Average taxable income in 2013-14 – the latest year for which figures are available – was $57,552. If that has increased since then at the same rate as average weekly total full-time adult earnings, then it would now be about $59,500 – a long way below $80,000.
The budget seems to be saying to people with taxable incomes of less than $80,000 – if you want to pay less tax, get yourself a negatively-geared property investment.
Negative gearing still the elephant in the room
The budget is also arguably saying the same thing to people with taxable incomes of over $250,000, people who have already contributed $500,000 to superannuation over the course of their lifetimes, or people who already have at least $1.6 million in their superannuation accounts. The message is if you put any more into superannuation, we are going to tax you more, but if you put it into a negatively-geared property investment, we won’t touch you, because (in the words of the Treasurer’s budget Speech), “that would increase the tax burden on Australians just trying to invest and provide a future for their families”.

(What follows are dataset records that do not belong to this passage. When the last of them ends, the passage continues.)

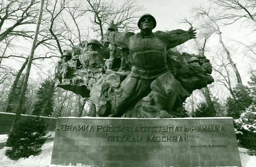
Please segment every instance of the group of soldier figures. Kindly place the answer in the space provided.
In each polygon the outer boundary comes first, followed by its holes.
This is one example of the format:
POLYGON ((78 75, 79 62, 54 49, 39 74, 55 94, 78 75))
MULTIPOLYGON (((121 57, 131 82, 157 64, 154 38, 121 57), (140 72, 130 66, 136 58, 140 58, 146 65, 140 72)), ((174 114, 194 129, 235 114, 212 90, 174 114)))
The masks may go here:
POLYGON ((88 98, 99 117, 184 117, 186 99, 214 81, 212 65, 204 55, 171 49, 196 38, 193 27, 152 33, 156 24, 145 14, 135 34, 111 23, 100 42, 83 42, 63 54, 57 86, 88 98))

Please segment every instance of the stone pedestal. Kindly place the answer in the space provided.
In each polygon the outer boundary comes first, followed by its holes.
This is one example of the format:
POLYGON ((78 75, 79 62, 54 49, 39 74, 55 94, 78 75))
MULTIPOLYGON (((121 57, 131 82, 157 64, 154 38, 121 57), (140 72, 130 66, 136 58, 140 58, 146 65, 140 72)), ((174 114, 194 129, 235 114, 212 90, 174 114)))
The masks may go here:
POLYGON ((241 167, 232 118, 59 118, 51 164, 241 167))

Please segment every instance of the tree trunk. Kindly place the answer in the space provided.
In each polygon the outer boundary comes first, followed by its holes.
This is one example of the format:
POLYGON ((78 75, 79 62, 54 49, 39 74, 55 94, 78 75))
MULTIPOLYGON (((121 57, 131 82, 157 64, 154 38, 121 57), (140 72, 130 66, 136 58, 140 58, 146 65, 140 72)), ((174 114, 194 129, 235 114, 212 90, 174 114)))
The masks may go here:
POLYGON ((216 117, 216 110, 215 110, 213 104, 212 103, 212 99, 211 99, 210 91, 208 87, 206 86, 205 87, 200 89, 200 90, 205 98, 207 105, 212 109, 212 112, 211 113, 210 117, 216 117))
POLYGON ((13 130, 14 125, 18 121, 20 120, 20 114, 21 114, 21 109, 22 109, 22 103, 23 102, 25 93, 28 85, 28 77, 29 76, 30 70, 31 68, 31 65, 32 64, 32 61, 33 60, 35 50, 36 49, 36 41, 37 39, 38 32, 39 32, 39 28, 40 27, 40 24, 41 22, 41 19, 42 18, 43 14, 43 8, 44 6, 44 0, 41 0, 41 4, 40 5, 40 10, 38 16, 38 19, 36 23, 36 31, 35 32, 35 36, 33 39, 33 43, 32 44, 32 47, 31 49, 30 55, 28 58, 28 66, 27 68, 26 74, 25 74, 25 77, 24 79, 23 85, 22 87, 21 92, 20 94, 20 97, 18 105, 15 109, 16 110, 16 112, 15 112, 16 114, 15 115, 15 118, 12 123, 12 125, 11 128, 11 132, 13 130))
POLYGON ((193 94, 191 94, 190 99, 190 102, 191 105, 191 110, 192 111, 192 117, 195 118, 195 110, 194 109, 194 102, 193 101, 193 94))
POLYGON ((90 113, 89 113, 89 117, 95 117, 96 115, 96 107, 95 104, 93 103, 92 103, 90 106, 90 113))
POLYGON ((83 101, 83 103, 82 105, 80 106, 79 109, 79 113, 78 114, 78 117, 81 117, 82 116, 82 114, 83 113, 83 111, 84 110, 84 105, 85 105, 85 103, 87 100, 87 98, 85 98, 84 99, 83 101))
POLYGON ((220 27, 219 27, 219 26, 216 22, 215 20, 210 17, 210 16, 209 16, 208 14, 207 14, 207 15, 209 19, 210 19, 212 21, 213 21, 214 24, 215 25, 216 28, 216 33, 219 35, 219 42, 221 44, 222 48, 226 52, 226 54, 227 54, 227 59, 229 62, 229 63, 231 65, 231 66, 232 67, 232 68, 233 68, 233 70, 234 70, 234 72, 235 72, 235 73, 236 74, 236 79, 237 80, 237 83, 238 83, 238 85, 242 85, 243 84, 242 83, 242 79, 241 79, 241 77, 240 76, 240 74, 239 73, 239 72, 238 71, 238 70, 236 68, 236 65, 235 64, 235 63, 234 63, 234 62, 232 60, 232 59, 231 58, 229 51, 228 50, 228 49, 227 48, 226 48, 225 45, 224 44, 224 43, 223 43, 223 42, 222 41, 221 32, 220 32, 220 27))
POLYGON ((6 107, 5 107, 5 109, 4 110, 4 112, 9 112, 10 111, 10 104, 12 102, 12 97, 13 96, 12 95, 13 95, 13 94, 14 93, 14 91, 15 91, 15 90, 16 89, 16 87, 17 87, 17 84, 18 83, 18 82, 19 82, 19 80, 20 80, 20 76, 22 73, 22 72, 23 71, 23 70, 24 70, 24 69, 25 68, 25 67, 26 67, 26 65, 27 65, 27 64, 28 64, 28 58, 26 59, 26 60, 25 61, 25 62, 24 62, 24 63, 23 63, 23 65, 22 65, 21 67, 20 68, 20 70, 19 70, 19 72, 18 72, 18 73, 17 74, 17 75, 16 75, 16 77, 15 78, 15 80, 14 80, 14 81, 13 81, 13 83, 12 84, 12 88, 11 88, 10 92, 9 93, 9 95, 8 95, 8 99, 7 100, 7 102, 6 104, 6 107))

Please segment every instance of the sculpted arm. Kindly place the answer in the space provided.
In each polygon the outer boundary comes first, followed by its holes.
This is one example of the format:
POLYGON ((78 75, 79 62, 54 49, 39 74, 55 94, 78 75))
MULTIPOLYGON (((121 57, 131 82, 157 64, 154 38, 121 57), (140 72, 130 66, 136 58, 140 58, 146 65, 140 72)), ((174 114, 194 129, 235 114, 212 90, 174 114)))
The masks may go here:
POLYGON ((163 38, 167 38, 166 41, 168 49, 182 44, 190 39, 196 38, 195 31, 191 27, 188 31, 178 29, 167 32, 160 32, 159 33, 163 38))
POLYGON ((115 46, 128 48, 129 38, 134 34, 131 32, 111 32, 108 35, 108 42, 115 46))

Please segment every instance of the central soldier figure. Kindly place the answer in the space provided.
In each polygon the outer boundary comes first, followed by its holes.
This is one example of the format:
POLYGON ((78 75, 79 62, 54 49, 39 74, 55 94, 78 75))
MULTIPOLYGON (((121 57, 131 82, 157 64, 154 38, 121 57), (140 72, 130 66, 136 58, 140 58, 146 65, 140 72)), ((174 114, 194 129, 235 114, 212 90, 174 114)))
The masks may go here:
POLYGON ((127 107, 134 107, 142 98, 141 106, 137 107, 142 107, 145 114, 173 117, 169 112, 176 94, 174 77, 167 65, 166 50, 196 38, 196 33, 192 27, 188 31, 152 33, 156 25, 155 18, 146 14, 138 22, 140 33, 112 32, 109 35, 110 43, 129 49, 132 65, 129 76, 121 84, 122 93, 112 101, 113 117, 121 117, 127 107))

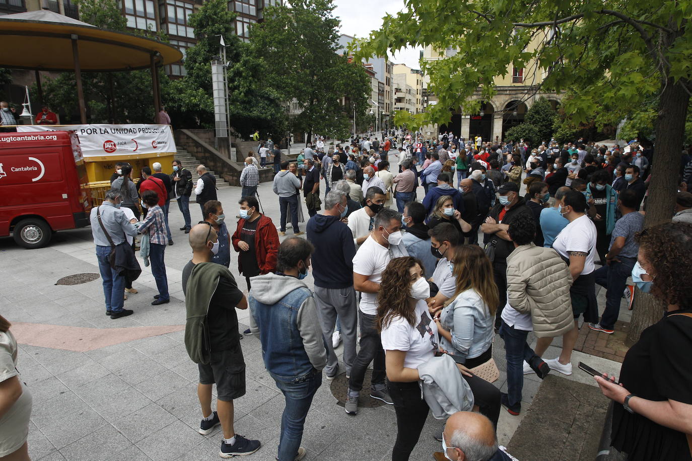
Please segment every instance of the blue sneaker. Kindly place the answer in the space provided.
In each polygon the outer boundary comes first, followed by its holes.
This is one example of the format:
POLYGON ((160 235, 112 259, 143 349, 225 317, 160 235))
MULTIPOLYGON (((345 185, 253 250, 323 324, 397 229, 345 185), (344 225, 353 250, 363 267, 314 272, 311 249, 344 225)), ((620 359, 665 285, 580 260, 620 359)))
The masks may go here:
POLYGON ((260 449, 260 444, 259 440, 248 440, 242 435, 236 434, 235 443, 233 445, 221 440, 219 455, 221 458, 233 458, 251 455, 260 449))
POLYGON ((217 412, 213 413, 214 417, 208 421, 206 420, 202 420, 199 423, 199 429, 197 431, 202 435, 206 435, 212 430, 221 424, 221 421, 219 420, 219 414, 217 412))

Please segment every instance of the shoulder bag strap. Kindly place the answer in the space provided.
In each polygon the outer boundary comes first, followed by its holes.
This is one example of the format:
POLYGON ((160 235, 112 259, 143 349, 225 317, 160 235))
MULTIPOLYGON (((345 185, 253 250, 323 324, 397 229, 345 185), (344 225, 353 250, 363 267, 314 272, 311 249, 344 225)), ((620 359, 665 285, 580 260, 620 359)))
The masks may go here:
POLYGON ((111 238, 111 235, 106 230, 106 226, 103 225, 103 221, 101 220, 101 207, 99 207, 96 209, 96 218, 98 219, 98 223, 101 225, 101 229, 103 230, 103 233, 106 234, 106 238, 108 239, 108 243, 111 244, 111 247, 113 248, 116 247, 116 244, 113 243, 113 239, 111 238))

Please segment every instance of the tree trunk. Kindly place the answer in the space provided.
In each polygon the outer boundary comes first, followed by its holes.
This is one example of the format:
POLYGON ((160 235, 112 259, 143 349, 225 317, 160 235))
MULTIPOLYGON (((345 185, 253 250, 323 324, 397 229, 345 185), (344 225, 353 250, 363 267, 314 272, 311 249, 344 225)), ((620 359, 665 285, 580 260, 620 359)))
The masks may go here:
MULTIPOLYGON (((670 220, 675 206, 680 153, 685 131, 689 94, 684 85, 668 79, 661 92, 656 121, 656 147, 646 200, 644 228, 670 220)), ((645 178, 642 178, 645 179, 645 178)), ((658 321, 662 307, 653 297, 637 290, 627 342, 632 344, 646 327, 658 321)))

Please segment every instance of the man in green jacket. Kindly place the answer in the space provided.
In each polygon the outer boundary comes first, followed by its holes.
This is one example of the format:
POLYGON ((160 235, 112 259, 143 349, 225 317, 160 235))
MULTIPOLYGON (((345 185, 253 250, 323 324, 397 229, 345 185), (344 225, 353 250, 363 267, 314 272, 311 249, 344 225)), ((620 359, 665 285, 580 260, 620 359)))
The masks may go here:
POLYGON ((248 455, 260 449, 260 441, 236 434, 233 427, 233 400, 245 395, 245 361, 235 308, 247 309, 248 301, 228 268, 211 262, 219 251, 219 236, 212 226, 203 223, 192 227, 190 246, 192 259, 183 269, 185 346, 199 367, 197 396, 203 419, 198 431, 206 435, 220 424, 224 440, 219 455, 248 455), (212 411, 214 384, 218 412, 212 411))

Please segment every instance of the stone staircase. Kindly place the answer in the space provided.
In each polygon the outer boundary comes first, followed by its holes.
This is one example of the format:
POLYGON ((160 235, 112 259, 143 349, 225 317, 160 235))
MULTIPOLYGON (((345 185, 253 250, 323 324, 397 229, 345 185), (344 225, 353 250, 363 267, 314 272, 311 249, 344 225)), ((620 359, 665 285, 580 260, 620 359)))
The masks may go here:
MULTIPOLYGON (((192 153, 188 152, 188 151, 181 147, 179 147, 177 151, 176 152, 175 158, 176 160, 180 160, 181 163, 183 164, 183 167, 188 169, 190 173, 192 173, 192 182, 193 184, 197 184, 197 167, 203 162, 197 160, 197 158, 193 156, 192 153)), ((242 168, 241 167, 241 168, 242 168)), ((222 177, 216 174, 213 170, 208 170, 209 173, 212 174, 217 180, 217 189, 225 189, 226 187, 230 187, 230 185, 226 182, 222 177)), ((194 190, 193 190, 194 193, 194 190)))

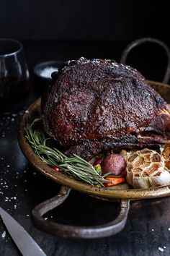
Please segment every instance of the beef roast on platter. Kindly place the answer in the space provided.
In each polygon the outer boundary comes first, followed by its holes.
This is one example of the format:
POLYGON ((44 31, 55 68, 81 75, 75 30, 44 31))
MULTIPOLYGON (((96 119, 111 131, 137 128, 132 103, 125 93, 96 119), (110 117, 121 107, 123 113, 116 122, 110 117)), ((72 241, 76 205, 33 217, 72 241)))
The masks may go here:
POLYGON ((42 98, 46 133, 68 155, 89 160, 170 140, 169 105, 136 69, 107 59, 68 61, 42 98))

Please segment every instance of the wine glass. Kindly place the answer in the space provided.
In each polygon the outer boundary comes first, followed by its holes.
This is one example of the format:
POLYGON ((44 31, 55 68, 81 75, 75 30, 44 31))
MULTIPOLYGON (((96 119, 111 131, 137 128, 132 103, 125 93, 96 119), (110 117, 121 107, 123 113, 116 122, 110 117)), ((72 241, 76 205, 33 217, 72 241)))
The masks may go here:
POLYGON ((0 113, 18 109, 29 90, 29 72, 22 43, 0 38, 0 113))

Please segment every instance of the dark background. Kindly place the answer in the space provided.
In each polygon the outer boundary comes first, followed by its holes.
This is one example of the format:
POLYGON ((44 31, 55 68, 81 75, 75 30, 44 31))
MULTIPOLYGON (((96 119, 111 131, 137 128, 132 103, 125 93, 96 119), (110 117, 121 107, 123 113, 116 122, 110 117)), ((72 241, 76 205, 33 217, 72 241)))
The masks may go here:
POLYGON ((169 43, 168 1, 0 0, 0 37, 169 43))

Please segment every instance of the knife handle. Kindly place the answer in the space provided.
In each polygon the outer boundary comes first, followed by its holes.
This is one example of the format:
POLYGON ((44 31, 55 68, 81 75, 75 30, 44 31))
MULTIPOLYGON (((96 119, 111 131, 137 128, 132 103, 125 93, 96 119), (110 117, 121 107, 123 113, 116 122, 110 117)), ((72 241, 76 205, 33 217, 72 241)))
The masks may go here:
POLYGON ((117 217, 114 221, 104 225, 74 226, 45 221, 42 216, 61 205, 68 197, 70 191, 71 189, 68 187, 62 186, 56 196, 40 203, 32 210, 33 222, 37 227, 54 235, 84 239, 112 236, 120 232, 124 228, 129 210, 129 200, 122 200, 117 217))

Of course, we are not talking about a large number of people here: and the ones we are talking about are extremely well-off. We are actually also talking about people who are much more likely to have a negatively geared property investment (or indeed, more than one), than people with taxable incomes of less than $80,000 per annum.
The budget’s proposed changes to superannuation arrangements make sense. But I can’t see why people – even wealthy people – who are “just trying to invest” through superannuation should be singled out for less generous tax treatment, while people who are doing exactly the same thing through negatively geared property (or other) investments remain unscathed.
The Treasurer reportedly toyed with the idea of limiting “excesses and abuses” of negative gearing, with caps on claims. This would have more or less exactly paralleled what the budget seeks to do with regard to superannuation.
The decision not to go down that path was reportedly “a political – and not an economic – move”.
But it has, and will have, economic consequences.
Combined with the Reserve Bank’s latest cut in official interest rates, the budget’s decisions and non-decisions with regard to income tax cuts, superannuation and negative gearing are likely to encourage more Australians to borrow more money in order to invest in the property market. As if Australia didn’t already have one of the developed world’s highest ratios of household debt to GDP or personal income, and amongst the developed world’s most expensive residential real estate. And as if we might not be near the bottom of the interest rate cycle and the peak of the property price cycle.
Is it really consistent with building a “stronger, more diverse, new economy” – as Scott Morrison’s budget speech proclaims – to encourage still more Australians to bet, with borrowed money, that property prices will continue to rise at a faster rate than their incomes?
By the standards of previous pre-election budgets, this was a sober, responsible effort on the part of the government. The government has rightly sought to focus support for superannuation on its stated purpose, and to ensure that multinational companies pay a more appropriate amount of tax.
But the government is unnecessarily, and perhaps dangerously, blinded by its allegiances to its belief in the inherent nobility of small businesses, and to the property industry. Both have prevented it from delivering a better budget.